Schwangere und stillende Frauen sind häufig verunsichert, was die Einnahme von Medikamenten angeht. Oft ist unklar, ob darin enthaltene Wirkstoffe der Entwicklung dem Baby oder Ungeborenen schaden könnten. Auf einer speziellen Internetplattform kann man sich ganz gezielt informieren.
Beipackzettel helfen in der Regel wenig weiter, wenn man sich als schwangere oder stillende Mutter über mögliche Nebenwirkungen, das Baby betreffend, informieren möchte. Meist liegen darüber keine Erkenntnisse vor, denn Arzneimitteltests werden überwiegend an jungen, gesunden Männern durchgeführt. So findet man im Kleingedruckten häufig nur den Hinweis, dass keine Aussagen über mögliche Auswirkungen auf das Ungeborene gemacht werden können. Aus Angst nehmen viele Frauen deshalb selbst verordnete und notwendige Präparate nicht ein. Manche entschließen sich gar zu einem Abbruch, wenn sie bestimmte Medikamente eingenommen haben, bevor sie wussten, dass sie schwanger sind.
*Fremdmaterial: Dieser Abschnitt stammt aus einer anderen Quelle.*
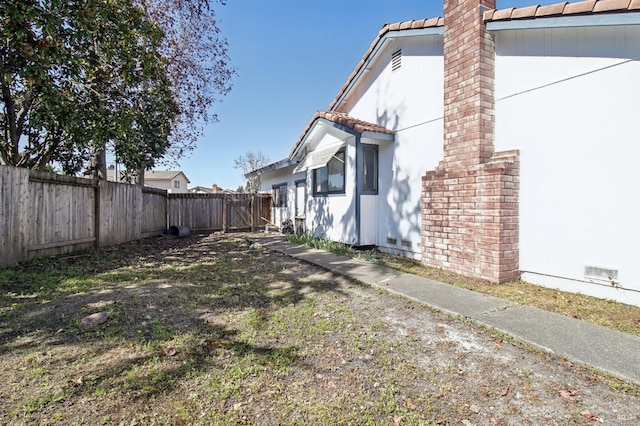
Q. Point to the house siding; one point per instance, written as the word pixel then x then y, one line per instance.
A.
pixel 408 101
pixel 568 99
Ein Online-Dienst soll nun helfen unnötige Ängste abzubauen und Fehlentscheidungen zu vermeiden. Bei
Embryotox können sich Interessierte über Wirkung und Risiken von etlichen hundert Medikamenten während Schwangerschaft und Stillzeit informieren. Andersherum können auch bestimmte Krankheitsbilder, wie Bluthochdruck oder Heuschnupfen, eingegeben werden. Der Suchdienst informiert dann über mögliche geeignete Medikamente. Auch gibt es Impfempfehlungen. Für individuelle Anfragen stehen Fragebögen zur Verfügung, die ausgefüllt werden können. Antwort erhält man dann per E-Mail. Wer eine persönliche Auskunft bevorzugt, der kann das Beratungstelefon nutzen.
Die Internetplattform ist unabhängig und wird vom Bundesministerium für Gesundheit sowie von der Berliner Senatsverwaltung finanziert. Sie kann aber keinesfalls das direkte Gespräch mit dem Arzt ersetzen.